Negotiators seeking a Gaza ceasefire deal are working on three paragraphs that concern the exchange of Palestinian prisoners for Israelis who’ve been detained by Hamas militants, the White House said Wednesday.
Those three paragraphs are part of an 18-paragraph deal. Fourteen of the sections are finalized and one involves a technical fix, leaving three parts in dispute, according to a senior administration official.
Besides the prisoner-hostage exchange, negotiators are debating the level of Israeli presence in an area of Gaza known as the Philadelphi corridor.
For weeks, U.S. negotiators have been working with Egypt and Qatar to secure the release of hostages taken by Palestinian militants in Hamas on Oct. 7.
The administration provided a media update on the talks amid cross-claims about what’s holding up the deal and the horrific murders of six hostages by Hamas over the weekend, which the senior administration official called “outrageous” and “horrific.”
The deaths meant there were fewer names on the exchange list, and the event “changed the character of the discussion,” the official said. “This cannot be lost in who we are dealing with.
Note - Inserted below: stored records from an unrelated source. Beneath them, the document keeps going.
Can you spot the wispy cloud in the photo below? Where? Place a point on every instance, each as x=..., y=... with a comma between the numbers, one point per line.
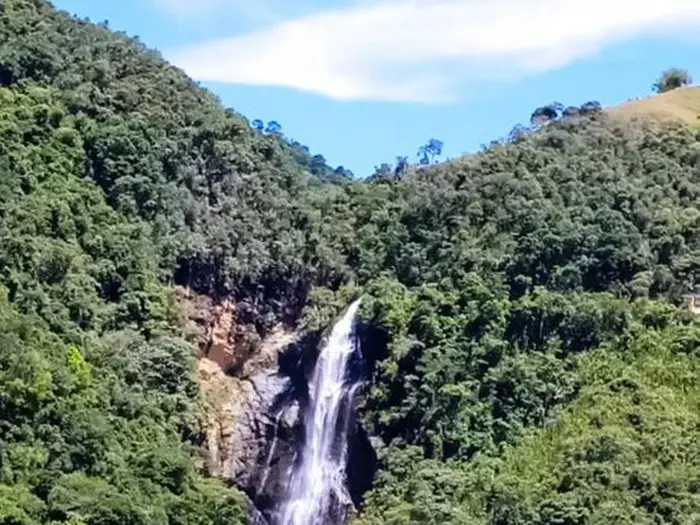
x=428, y=50
x=257, y=11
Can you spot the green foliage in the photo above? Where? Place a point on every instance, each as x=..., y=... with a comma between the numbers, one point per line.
x=529, y=361
x=672, y=79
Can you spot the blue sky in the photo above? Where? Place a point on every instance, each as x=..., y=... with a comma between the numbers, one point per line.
x=362, y=81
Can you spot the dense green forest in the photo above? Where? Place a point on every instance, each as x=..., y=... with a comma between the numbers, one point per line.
x=529, y=360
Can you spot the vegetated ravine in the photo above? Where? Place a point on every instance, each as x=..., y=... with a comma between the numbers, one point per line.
x=167, y=268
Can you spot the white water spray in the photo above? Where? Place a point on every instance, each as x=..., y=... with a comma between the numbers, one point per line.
x=318, y=483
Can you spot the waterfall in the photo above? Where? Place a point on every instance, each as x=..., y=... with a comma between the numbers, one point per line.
x=316, y=492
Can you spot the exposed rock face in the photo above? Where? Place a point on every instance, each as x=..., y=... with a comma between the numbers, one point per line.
x=253, y=390
x=252, y=416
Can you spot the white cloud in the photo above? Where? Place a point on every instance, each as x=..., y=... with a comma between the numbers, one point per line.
x=425, y=50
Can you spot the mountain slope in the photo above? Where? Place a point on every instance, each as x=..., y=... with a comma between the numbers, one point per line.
x=679, y=104
x=521, y=329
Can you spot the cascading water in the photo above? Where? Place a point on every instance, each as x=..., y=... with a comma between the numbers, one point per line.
x=317, y=486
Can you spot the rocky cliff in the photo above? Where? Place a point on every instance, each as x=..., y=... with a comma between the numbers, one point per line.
x=253, y=389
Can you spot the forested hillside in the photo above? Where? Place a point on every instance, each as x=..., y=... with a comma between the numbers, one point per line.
x=528, y=359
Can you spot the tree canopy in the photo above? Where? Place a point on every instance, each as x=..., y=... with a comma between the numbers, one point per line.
x=528, y=356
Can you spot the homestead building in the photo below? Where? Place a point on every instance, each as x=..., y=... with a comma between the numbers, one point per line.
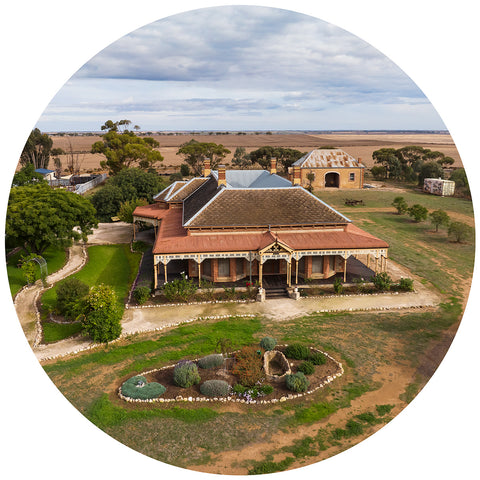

We’re dealing with a terrorist group,” the official said.
The administration pushed back on Hamas’s claims that it agreed to a deal weeks ago, saying they seemed to be referring to the 14 paragraphs that had been agreed to.
President Biden also appears to be running out of patience with Israeli Prime Minister Benjamin Netanyahu.
Asked Sunday if his Israeli counterpart was doing enough to secure a deal, Mr. Biden responded, flatly: “No.”
“We are not giving up. We are going to continue to push as hard as we can,” Mr. Biden said.
The deaths of the hostages over the weekend, including 23-year-old Israeli-American Hersh Goldberg-Polin, sparked an unprecedented round of demonstrations in cities across Israel.
Hundreds of thousands of Israelis took to the streets Sunday and Monday to protest Mr. Netanyahu’s handling of the hostage crisis, which has dragged on for nearly 11 months after Hamas’ attack last fall on Israel, which killed more than 1,200 Israelis and resulted in the taking of more than 250 hostages.
Roughly 100 hostages were freed last year but more than 100 remain, enduring months of captivity.